4:04 am | January 30, 2019 | Go to Source | Author:
9:00 AM ET
It’s never too early to talk about coach of the year, and it’s never boring to reminisce about less-than-friendly basketball courts around the country. We asked our coaches which current coaches match their styles and which buildings they particularly disliked bringing their teams to.
Which current coach matches your style of coaching?
Seth Greenberg: “Rick Barnes because you have to know who you are, how to win, and Rick knows who they’re going to be defensively, physically. You’ve got to recruit players who’ll play for your head coach, and a big part of that is evaluating. Rick’s staff did a great job of evaluating who could play for him. Finding the Grant Williamses, developing the Admiral Schofields, the Jordan Bones, the P.J. Tuckers, back in Texas. To me, Rick coaches his team hard, but he cares deeply about them. He’s engaged with them. And you can coach your players hard as long as they know you care about them. It’s a form of love: You want to help them get somewhere they can’t get to themselves. I was big on player development, and I think Barnes does such a good job on that. We have that and that mindset that it starts on the defensive end.”
Fran Fraschilla: “Defensively, Rick Barnes at Tennessee: I worked for Rick for three years, and many of the defensive principles I employed as a head coach I learned from Rick. He was excellent at putting together a defensive system of toughness and accountability. It was necessary because we were coaching in the old Big East, with top-20 teams all over the league. Offensively, I would say a lot like Greg McDermott’s teams, in that we tried to play fast but also very efficiently in the half-court offense. I always thought that Greg had — and still has — really good concepts to get his best players the ball in their best places on the floor to score.”

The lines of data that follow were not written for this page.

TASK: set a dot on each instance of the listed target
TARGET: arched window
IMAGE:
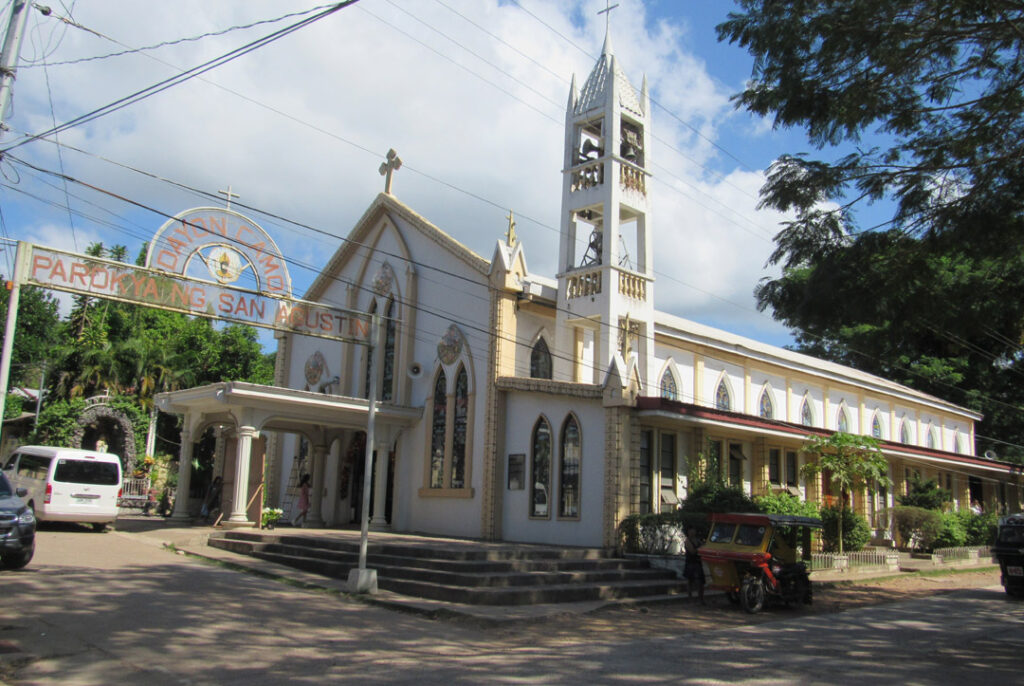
(540, 471)
(438, 432)
(540, 360)
(669, 391)
(842, 420)
(961, 443)
(387, 376)
(722, 399)
(805, 413)
(568, 470)
(459, 430)
(370, 359)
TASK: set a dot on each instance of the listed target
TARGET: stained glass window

Dan Dakich: “It’s presumptuous of me, but I like what Matt Painter does. I ran a lot of motion offense, and there’s not a lot of motion offense; ran a lot of ball screens, and that really moves people, sets a lot of screens away from the basketball. That’s the style he grew up with, with Coach [Gene] Keady. Coach Keady and Coach [Bobby] Knight were both very similar. And I like watching them because that is something that we liked to do, both as an assistant and as a head coach.”